Now open the two newly produced files and check for the number of events (i.e. number of rows) for the extension EVENTS:
fv mos2S002_7ccd_0.5_0.8.fits &
fv mos2S002_7ccd_2.5_5.0.fits &
For the low energy file, it has 45 rows while the high energy one has 192 rows, so the hardness ratio is 192/45 = 4.27 for mos2 ccd7. If you check esas_products/mosproblemccd.txt, you find the same value. A ccd chip with a low hardness ratio means it has higher-than-usual counts in the low energy range. You can see this both in the spectrum and also image. Now let's take a look at the image:
In src/sp_filter_script.py, you do the following to extract the corner images in both energy ranges:
a.CornImage() #parameters omitted
The files produced are mos2S002-corn-image-0.5-0.8.fits and mos2S002-corn-image-2.5-5.0.fits. Here are how they look:
Fig.1 Top panel: mos2S002-corn-image-0.5-0.8.fits. Bottom panel: mos2S002-corn-image-2.5-5.0.fits. Top left is chip 5.

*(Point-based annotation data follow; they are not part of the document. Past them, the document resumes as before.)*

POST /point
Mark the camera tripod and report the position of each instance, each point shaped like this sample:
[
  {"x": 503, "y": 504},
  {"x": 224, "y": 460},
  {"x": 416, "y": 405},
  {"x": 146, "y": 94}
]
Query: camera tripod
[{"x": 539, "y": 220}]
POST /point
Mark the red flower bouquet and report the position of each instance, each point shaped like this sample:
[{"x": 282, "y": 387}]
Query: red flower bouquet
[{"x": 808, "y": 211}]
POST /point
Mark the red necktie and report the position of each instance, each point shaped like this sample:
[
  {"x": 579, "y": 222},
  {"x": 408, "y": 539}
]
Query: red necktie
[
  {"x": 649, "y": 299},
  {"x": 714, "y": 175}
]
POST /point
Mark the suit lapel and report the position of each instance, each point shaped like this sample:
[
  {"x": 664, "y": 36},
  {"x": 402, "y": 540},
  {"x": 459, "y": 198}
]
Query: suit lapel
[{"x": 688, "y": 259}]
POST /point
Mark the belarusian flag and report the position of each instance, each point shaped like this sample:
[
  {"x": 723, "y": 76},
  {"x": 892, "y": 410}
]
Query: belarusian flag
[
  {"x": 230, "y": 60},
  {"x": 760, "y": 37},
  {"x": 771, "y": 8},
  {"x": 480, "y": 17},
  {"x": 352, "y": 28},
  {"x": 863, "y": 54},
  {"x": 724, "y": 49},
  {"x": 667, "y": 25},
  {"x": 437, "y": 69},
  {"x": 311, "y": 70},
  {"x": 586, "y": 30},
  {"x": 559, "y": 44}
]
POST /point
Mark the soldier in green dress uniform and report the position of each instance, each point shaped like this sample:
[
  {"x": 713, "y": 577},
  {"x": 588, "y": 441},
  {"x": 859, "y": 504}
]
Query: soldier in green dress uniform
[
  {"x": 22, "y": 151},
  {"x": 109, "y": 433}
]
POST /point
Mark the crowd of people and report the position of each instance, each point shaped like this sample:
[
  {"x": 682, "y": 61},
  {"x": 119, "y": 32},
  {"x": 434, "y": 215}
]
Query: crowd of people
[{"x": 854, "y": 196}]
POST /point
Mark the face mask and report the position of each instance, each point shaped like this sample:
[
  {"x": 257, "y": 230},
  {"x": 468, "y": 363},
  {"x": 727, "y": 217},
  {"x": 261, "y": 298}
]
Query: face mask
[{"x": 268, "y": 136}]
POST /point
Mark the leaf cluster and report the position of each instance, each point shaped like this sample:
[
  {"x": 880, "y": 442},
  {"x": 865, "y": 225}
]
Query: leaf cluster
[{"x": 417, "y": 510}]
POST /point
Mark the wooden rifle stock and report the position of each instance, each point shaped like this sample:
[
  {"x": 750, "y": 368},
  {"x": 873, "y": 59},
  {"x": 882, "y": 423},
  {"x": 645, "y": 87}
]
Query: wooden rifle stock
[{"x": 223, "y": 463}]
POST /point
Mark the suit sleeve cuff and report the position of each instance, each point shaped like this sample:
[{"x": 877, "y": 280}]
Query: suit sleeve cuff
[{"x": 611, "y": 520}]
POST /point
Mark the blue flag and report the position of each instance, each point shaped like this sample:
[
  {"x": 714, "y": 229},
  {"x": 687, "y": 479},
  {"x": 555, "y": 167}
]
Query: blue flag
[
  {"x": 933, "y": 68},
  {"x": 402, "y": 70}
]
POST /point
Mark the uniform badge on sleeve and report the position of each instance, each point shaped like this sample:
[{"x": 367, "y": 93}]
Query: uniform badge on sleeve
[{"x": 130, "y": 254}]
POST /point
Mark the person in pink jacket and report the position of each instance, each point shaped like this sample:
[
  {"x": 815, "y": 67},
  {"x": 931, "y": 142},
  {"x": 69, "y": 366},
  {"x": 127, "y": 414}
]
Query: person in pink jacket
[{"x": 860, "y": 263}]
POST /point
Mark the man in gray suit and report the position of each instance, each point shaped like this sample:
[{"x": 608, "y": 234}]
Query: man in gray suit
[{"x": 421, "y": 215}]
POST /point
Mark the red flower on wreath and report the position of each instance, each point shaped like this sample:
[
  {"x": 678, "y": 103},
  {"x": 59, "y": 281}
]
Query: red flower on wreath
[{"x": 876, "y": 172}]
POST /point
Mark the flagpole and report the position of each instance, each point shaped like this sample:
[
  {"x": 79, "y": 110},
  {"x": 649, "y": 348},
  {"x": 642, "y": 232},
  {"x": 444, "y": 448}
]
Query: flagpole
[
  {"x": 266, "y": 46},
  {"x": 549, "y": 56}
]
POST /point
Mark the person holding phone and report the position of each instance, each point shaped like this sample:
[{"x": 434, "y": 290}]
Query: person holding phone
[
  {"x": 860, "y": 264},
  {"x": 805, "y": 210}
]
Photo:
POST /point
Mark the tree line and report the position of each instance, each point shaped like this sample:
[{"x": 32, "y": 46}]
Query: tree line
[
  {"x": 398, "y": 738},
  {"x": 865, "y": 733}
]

You see for mos2S002-corn-image-0.5-0.8.fits,chip 5 (top left) obviously have higher counts than other ccd chips but not mos2S002-corn-image-2.5-5.0.fits.
mos1 corner images:
Fig.2 Top panel: mos1S001-corn-image-0.5-0.8.fits. Bottom panel: mos1S001-corn-image-2.5-5.0.fits. Top right is chip 4.
Here for mos1S001-corn-image-0.5-0.8.fits, chip 4 (top right) does not show higher counts than other ccd chips. I will keep it.
Finally, we need to extract the result and write it to InputFiles/goodccdlist_mos1(mos2).txt, which will be used in
FOV spectrum and image
.
Now in src/sp_filter_script.py, you do:
a.write_ccd_anol("mosproblemccd.txt")
This rewrites the result from mosproblemccd.txt to InputFiles/goodccdlist_mos1(mos2).txt. The text files are shown in the terminal if they are produced successfully. For good ccd chips, I set the value = 1, otherwise 0. I manually set mos1 ccd4 as 1. These two text files would be used for mos-spectra (the command for spectrum production). Note that mosproblemccd.txt may be different for different SAS versions, and you may need to modify the code.